O governo é alvo de questionamentos no STF por meio de uma ADPF (Arguição de Descumprimento de Preceito Fundamental), de número 760, ajuizada pelo OC (Observatório do Clima), outras organizações não governamentais e partidos de oposição. A ação, sob a relatoria da ministra Cármen Lúcia, cobra a retomada de um Plano de Prevenção e Controle do Desmatamento na Amazônia. Essa ADPF começou a ser julgada nesta semana no plenário do STF.

Para se defender das críticas, o governo encaminhou ao tribunal, em dezembro de 2020, um relatório de 51 páginas no qual diz que a fiscalização ambiental não parou no país. Segundo o governo, ocorreu o contrário, houve um crescimento no valor das multas ambientais. Ele citou um total de R$ 3,4 bilhões em 2019. No entanto, o valor das multas em 2018 foi de R$ 4,4 bilhões.

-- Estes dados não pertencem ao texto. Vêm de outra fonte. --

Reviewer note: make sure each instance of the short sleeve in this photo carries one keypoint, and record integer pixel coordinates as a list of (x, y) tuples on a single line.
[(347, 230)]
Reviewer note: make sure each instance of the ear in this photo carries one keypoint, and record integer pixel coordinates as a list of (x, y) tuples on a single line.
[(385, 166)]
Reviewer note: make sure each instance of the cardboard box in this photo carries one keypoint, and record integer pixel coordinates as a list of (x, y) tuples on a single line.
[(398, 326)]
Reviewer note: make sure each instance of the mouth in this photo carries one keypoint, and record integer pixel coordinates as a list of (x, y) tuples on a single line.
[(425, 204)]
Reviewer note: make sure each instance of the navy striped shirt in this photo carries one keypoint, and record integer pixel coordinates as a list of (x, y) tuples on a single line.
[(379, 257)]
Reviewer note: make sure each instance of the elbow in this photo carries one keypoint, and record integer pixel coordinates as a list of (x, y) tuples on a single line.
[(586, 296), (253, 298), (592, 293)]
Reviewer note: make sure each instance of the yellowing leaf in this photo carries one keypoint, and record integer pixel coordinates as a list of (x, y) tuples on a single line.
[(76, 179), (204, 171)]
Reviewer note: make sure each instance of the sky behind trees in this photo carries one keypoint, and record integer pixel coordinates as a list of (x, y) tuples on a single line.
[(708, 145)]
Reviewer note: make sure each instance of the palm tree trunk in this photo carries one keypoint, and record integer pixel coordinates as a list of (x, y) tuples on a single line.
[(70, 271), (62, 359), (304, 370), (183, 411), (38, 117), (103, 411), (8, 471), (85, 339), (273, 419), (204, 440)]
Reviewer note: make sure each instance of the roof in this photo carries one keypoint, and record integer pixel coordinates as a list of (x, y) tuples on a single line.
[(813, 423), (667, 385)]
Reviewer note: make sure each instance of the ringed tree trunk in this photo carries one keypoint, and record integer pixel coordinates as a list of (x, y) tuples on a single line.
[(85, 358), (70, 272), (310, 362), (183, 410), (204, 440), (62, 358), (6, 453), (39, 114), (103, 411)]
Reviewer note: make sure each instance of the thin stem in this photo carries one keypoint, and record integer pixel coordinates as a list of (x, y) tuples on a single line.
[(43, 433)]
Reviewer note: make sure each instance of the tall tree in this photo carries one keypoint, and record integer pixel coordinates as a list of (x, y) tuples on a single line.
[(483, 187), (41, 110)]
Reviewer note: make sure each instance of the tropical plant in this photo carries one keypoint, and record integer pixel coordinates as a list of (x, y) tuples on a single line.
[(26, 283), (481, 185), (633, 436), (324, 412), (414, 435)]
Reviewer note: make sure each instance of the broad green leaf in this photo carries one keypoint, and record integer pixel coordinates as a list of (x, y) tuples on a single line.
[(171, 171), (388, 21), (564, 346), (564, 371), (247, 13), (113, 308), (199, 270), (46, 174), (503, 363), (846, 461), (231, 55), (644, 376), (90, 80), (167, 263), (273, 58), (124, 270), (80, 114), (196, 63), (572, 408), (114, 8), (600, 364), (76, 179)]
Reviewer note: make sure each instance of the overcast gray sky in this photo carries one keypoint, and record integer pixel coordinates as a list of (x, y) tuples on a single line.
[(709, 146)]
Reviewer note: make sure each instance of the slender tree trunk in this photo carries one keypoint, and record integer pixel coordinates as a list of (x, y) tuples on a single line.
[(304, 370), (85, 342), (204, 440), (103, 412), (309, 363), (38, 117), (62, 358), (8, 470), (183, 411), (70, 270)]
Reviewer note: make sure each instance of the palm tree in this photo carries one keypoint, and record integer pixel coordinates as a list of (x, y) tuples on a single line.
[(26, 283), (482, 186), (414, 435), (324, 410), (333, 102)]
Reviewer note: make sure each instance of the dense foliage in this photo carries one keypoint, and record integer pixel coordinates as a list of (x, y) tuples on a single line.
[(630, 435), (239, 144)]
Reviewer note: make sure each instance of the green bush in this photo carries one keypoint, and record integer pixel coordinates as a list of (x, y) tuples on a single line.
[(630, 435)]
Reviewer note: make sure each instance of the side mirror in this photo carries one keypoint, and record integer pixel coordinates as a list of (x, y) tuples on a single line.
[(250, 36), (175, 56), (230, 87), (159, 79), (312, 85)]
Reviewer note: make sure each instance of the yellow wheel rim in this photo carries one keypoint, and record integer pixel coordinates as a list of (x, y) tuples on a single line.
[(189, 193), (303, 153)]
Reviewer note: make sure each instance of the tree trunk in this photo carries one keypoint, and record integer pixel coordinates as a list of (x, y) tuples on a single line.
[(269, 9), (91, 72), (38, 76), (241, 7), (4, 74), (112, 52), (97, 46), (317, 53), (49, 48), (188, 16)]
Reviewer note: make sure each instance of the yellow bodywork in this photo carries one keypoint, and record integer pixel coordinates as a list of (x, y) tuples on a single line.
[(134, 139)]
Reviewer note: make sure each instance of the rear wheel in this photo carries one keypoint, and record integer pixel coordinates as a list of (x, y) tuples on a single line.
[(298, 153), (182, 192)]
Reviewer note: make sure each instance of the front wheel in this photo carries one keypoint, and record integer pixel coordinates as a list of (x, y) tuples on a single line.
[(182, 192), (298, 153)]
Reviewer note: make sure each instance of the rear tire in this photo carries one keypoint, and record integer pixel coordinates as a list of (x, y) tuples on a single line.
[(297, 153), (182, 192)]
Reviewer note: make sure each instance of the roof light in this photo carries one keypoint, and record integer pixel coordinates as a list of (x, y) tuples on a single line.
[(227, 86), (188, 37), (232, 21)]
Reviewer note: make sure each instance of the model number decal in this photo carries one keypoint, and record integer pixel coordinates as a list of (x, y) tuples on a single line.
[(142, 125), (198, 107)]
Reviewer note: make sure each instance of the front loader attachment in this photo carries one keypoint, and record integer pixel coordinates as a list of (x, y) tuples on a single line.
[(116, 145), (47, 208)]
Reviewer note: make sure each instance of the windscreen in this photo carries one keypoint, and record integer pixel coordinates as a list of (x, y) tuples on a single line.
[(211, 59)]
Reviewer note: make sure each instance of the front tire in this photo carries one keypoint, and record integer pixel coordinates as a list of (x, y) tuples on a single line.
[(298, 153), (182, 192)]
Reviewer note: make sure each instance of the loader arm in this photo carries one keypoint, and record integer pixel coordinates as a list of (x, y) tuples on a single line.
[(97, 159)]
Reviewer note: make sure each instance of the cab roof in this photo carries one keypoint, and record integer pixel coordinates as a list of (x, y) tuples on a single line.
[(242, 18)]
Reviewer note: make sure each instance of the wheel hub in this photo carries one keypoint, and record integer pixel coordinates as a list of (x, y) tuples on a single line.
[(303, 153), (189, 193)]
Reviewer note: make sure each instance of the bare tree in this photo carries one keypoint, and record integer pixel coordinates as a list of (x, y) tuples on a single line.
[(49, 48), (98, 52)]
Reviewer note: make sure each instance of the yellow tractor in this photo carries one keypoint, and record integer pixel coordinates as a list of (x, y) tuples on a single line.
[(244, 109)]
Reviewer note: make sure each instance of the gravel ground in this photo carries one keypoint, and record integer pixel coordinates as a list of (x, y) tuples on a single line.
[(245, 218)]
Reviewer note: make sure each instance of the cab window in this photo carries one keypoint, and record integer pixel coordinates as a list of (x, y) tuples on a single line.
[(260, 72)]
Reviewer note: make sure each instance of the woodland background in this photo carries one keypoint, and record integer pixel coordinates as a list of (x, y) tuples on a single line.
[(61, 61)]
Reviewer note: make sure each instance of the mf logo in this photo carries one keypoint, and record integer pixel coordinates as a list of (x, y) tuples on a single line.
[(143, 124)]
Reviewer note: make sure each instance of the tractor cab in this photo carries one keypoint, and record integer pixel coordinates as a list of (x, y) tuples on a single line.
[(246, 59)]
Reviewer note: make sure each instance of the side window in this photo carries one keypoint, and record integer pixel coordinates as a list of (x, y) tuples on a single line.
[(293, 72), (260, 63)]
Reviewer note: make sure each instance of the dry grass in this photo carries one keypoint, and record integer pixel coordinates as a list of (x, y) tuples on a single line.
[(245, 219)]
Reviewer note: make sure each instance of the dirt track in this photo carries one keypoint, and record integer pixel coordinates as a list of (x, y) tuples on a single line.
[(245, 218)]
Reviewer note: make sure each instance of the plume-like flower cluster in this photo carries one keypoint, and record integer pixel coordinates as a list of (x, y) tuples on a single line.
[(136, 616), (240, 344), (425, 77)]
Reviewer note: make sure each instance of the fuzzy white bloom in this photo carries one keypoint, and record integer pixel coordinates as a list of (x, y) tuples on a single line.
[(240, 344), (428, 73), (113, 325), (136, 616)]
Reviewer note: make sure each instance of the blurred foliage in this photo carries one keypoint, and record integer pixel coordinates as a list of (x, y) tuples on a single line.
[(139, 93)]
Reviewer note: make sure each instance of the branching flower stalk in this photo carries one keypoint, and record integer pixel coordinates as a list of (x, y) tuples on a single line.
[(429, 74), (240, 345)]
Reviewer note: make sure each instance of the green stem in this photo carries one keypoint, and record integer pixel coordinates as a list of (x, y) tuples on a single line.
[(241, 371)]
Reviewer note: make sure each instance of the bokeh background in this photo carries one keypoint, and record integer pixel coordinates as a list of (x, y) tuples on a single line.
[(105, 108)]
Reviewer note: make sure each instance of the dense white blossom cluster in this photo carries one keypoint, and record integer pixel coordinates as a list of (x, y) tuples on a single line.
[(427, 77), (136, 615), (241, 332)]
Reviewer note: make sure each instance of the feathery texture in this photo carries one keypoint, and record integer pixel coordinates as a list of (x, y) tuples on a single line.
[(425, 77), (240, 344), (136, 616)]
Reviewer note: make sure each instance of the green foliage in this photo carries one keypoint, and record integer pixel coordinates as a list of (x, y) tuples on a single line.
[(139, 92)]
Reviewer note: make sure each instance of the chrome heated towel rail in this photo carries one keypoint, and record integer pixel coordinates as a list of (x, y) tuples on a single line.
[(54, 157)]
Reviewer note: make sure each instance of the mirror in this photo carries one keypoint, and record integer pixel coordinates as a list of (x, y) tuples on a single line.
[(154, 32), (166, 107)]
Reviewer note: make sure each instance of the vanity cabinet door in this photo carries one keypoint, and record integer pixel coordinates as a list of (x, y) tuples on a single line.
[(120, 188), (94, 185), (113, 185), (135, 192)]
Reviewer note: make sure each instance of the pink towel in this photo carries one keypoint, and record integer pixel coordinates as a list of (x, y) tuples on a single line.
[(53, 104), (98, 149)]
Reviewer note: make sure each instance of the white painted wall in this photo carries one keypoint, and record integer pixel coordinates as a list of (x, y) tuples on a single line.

Com a exclusão de, ao menos, R$ 640 milhões das multas em 2019, o valor total naquele ano deverá cair para R$ 2,8 bilhões, bem abaixo dos R$ 4,4 bilhões do ano anterior.

Procurada diversas vezes pela coluna desde 1º de abril, a Amaggi disse que só poderia se manifestar a partir de segunda-feira (11). A reportagem será atualizada assim que houver um posicionamento. No ano passado, quando indagada sobre os mesmos autos de infração, a Amaggi já havia afirmado que iria levantar a existência de “vícios insanáveis” na aplicação das multas:

“Os autos de infração surpreenderam a companhia – não somente pelo fato de a Amaggi jamais adquirir grãos provenientes de áreas embargadas (pois tais áreas são automaticamente bloqueadas da base de fornecedores da empresa), mas pelo valor desarrazoado da multa aplicada e, principalmente, pelo fato de que nenhuma das comercializações da companhia está em desacordo com a Lista Oficial de Embargos do Ibama – o que torna os autos de infração nulos, por força da própria legislação. […]

“A empresa apresentou manifestação preliminar ao Ibama nos processos administrativos a fim de ver anulados os autos de infração ainda em fase preliminar, apontando a existência de vícios insanáveis”.

“Em sua manifestação preliminar, a Amaggi comprova a regularidade do seu processo de aquisição, respeitando os requisitos legais, inclusive quanto à verificação da Lista Oficial de Embargos do Ibama. A Amaggi está confiante de que a autoridade ambiental reconhecerá, ainda em fase de análise preliminar, na esfera administrativa, a nulidade dos autos de infração em decorrência dos vícios insanáveis apontados”.

“Por sua vez, vale registrar que a proprietária do imóvel já demonstrou judicialmente a regularidade ambiental da Fazenda Vale Verde, e obteve na Justiça Federal decisão suspendendo auto de infração que, na mesma operação, lhe foi aplicado pelo Ibama”.